The Bad Remote and battery pack cost extra; slightly more expensive than competing radios; setup could scare off tech novices; not a perfect alarm clock; doesn't sound quite as good as the Squeezebox Boom; some stability issues.
The Bottom Line The Logitech Squeezebox Radio has an exceptional design, an unmatched variety of streaming music services, and solid sonics, making it the top value pick for Wi-Fi radios.
Logitech Squeezebox Radio
Editors' note: While the Logitech Squeezebox Radio reviewed here has been discontinued, it has been replaced by the nearly identical.
The Squeezebox Boom has been our favorite Wi-Fi radio for some time now, but any tabletop radio that costs around $300 is going to have limited appeal. The Logitech Squeezebox Radio ($200) is designed to offer almost everything that's good about Boom in a smaller package and for less money--and it succeeds.
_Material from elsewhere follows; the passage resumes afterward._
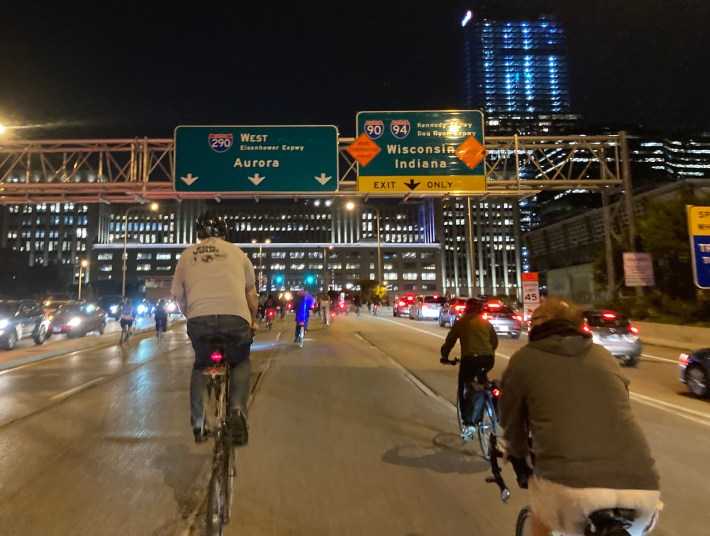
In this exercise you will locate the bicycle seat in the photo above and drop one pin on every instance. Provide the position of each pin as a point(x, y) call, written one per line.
point(610, 518)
Like every Wi-Fi radio, the Squeezebox Radio can stream thousands of Internet radio stations, but it is also adept at handling music stored on a PC, tons of online music services (Pandora, Rhapsody, Slacker, Last.fm to name a few), podcasts, and even photos via Flickr. The Squeezebox Radio's physical design is uncommonly refined, with an eye-catching color screen and superb layout of the front panel controls. Most of our complaints are nitpicks. Logitech charges extra for an accessory pack that includes a remote and a battery pack; $50 to make the Squeezebox Radio portable is fair, but the remote should have been included. The initial setup will be daunting to those new to streaming music over a home network, but after the initial time investment, it's smooth sailing. The Squeezebox Radio is more expensive than competing options like the Grace GDI-IR2000, the Livio Radio, and the VTech IS9181, but in this case it's worth paying extra for its outstanding design, unparalleled feature set, and solid sonics.